Can you channel Maria in real life?
It was the bit where Maria comes back from the convent and the children, who had till then been dolefully singing and one by one breaking off in silent tears, hearing her cheerful voice joining with theirs, run ecstatically to greet her.
“Would you like a nice lady to look after you?” I asked my eight-year-old son, who was sitting next to me.
There was a pause.
I’d like to think he was struggling with the finer points of his conscience. But since no answer came the swift reply, I realised he was just ignoring me because a TV was on.
Still, despite realising I was shamelessly fishing for scraps here, I persisted: “Well, would you?”
“I s’pose,” he said. And then, “We’ve got you.”
There was no intonation there. At least he didn’t say, “BUT we’ve got you”, thus ruling me out of the running entirely. But neither did he say, “You ARE a nice lady, mummy.”
Of course, I’m used to this. He hasn’t let me kiss him for a year now, although I still manage to sneak them in. (They are immediately wiped off with more force than is strictly necessary, but I try not to be offended.) You don’t get much positive feedback from some kids, and that’s just how it is. I know it’s not all of them because my other sons are still quite affectionate: they say, “Mummy? You smell,” at least five times a day, but served with a winning grin, I’m chalking that up as a compliment.

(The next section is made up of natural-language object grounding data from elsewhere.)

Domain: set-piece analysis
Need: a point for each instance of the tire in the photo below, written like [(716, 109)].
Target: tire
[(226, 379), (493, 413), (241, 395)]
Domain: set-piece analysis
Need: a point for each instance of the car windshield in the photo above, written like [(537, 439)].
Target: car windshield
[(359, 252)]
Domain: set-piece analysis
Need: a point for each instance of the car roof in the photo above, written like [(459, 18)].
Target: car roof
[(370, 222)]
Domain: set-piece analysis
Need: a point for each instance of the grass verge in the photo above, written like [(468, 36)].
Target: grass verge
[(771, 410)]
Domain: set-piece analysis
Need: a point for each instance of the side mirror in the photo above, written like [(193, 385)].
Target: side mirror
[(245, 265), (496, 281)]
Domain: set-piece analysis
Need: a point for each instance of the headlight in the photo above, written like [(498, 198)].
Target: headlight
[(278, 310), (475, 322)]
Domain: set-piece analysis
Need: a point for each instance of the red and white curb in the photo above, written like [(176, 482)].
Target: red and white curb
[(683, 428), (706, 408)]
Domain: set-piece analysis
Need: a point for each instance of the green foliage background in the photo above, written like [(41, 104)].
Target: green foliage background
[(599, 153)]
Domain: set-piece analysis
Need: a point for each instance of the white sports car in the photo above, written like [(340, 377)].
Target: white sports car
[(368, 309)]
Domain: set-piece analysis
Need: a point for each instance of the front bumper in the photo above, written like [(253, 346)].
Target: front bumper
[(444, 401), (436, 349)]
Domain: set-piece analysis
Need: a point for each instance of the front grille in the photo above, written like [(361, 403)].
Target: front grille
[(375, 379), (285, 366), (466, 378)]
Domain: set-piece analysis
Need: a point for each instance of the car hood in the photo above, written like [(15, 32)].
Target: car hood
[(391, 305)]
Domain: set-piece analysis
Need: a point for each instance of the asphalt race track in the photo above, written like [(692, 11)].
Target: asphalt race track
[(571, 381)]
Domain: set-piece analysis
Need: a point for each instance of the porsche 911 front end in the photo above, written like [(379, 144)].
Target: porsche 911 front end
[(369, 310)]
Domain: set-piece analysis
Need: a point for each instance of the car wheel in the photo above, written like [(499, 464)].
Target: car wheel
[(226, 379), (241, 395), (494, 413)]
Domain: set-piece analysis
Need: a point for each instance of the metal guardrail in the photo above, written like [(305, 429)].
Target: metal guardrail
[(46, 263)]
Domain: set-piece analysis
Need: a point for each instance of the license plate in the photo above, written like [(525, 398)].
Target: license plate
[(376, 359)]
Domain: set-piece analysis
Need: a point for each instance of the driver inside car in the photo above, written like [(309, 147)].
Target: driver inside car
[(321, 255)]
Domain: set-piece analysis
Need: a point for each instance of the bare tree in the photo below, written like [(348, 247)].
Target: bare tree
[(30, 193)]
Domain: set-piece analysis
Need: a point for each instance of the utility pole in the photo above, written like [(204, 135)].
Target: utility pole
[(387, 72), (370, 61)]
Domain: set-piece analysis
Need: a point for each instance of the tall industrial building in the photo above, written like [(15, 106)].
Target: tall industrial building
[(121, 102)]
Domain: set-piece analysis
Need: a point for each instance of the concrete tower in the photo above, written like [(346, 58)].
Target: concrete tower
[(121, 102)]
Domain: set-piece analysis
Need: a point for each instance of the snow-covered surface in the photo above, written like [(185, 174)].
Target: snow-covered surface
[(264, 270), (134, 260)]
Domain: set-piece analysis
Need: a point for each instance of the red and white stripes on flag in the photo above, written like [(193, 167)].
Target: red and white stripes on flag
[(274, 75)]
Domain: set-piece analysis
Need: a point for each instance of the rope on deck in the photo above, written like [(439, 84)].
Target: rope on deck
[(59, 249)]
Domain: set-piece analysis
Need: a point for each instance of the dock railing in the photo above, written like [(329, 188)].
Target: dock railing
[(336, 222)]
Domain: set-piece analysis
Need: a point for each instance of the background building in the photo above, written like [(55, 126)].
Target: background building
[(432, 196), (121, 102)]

Maybe it’s eight-year-olds?
Anyhow, I am left with the familiar feeling that once more I have failed as a parent. I am not fun or nice like Maria, and certainly don’t have her teeny tiny waist. This is quite hard to take at the end of a Christmas holiday where I have been niceness and fun-ness personified, as far as I’m concerned. They’ve been allowed to totally trash the house, bounce on my nice sofa, use all the bedding in the house for “stair-slides” – the game with no winners. I’ve played Monopoly. Several times!
And never mind all the presents!
During the usual mealtime altercation, where I am vilified for asking my son to eat his tea within a time frame of less than one day, he tells me I’ve ruined Christmas. I am so wounded I grasp at straws.
“What about all those nice presents I bought you?”
He shrugs, and continues to non-eat his food.
I know he didn’t mean I’d ruined Christmas. But to be channelling Maria and giving off Scrooge was a bit of a blow.
Since The Sound of Music incident, I’ve been focusing on my Maria-like qualities – smiling kindly with twinkly eyes, breaking into song, properly playing with the children, making their clothes out of curtains…(spot the odd one out). It’s easier to be like that in the holidays, but now they’re back at school. They can’t stay up late or stay in their drapes till noon. How did Maria make them do their homework?
I fear I will forever be caught in the von Trapp of parenting: whatever you do, you feel like you’ve failed. You just have to hold onto those golden moments when one of them tells you you smell of poo.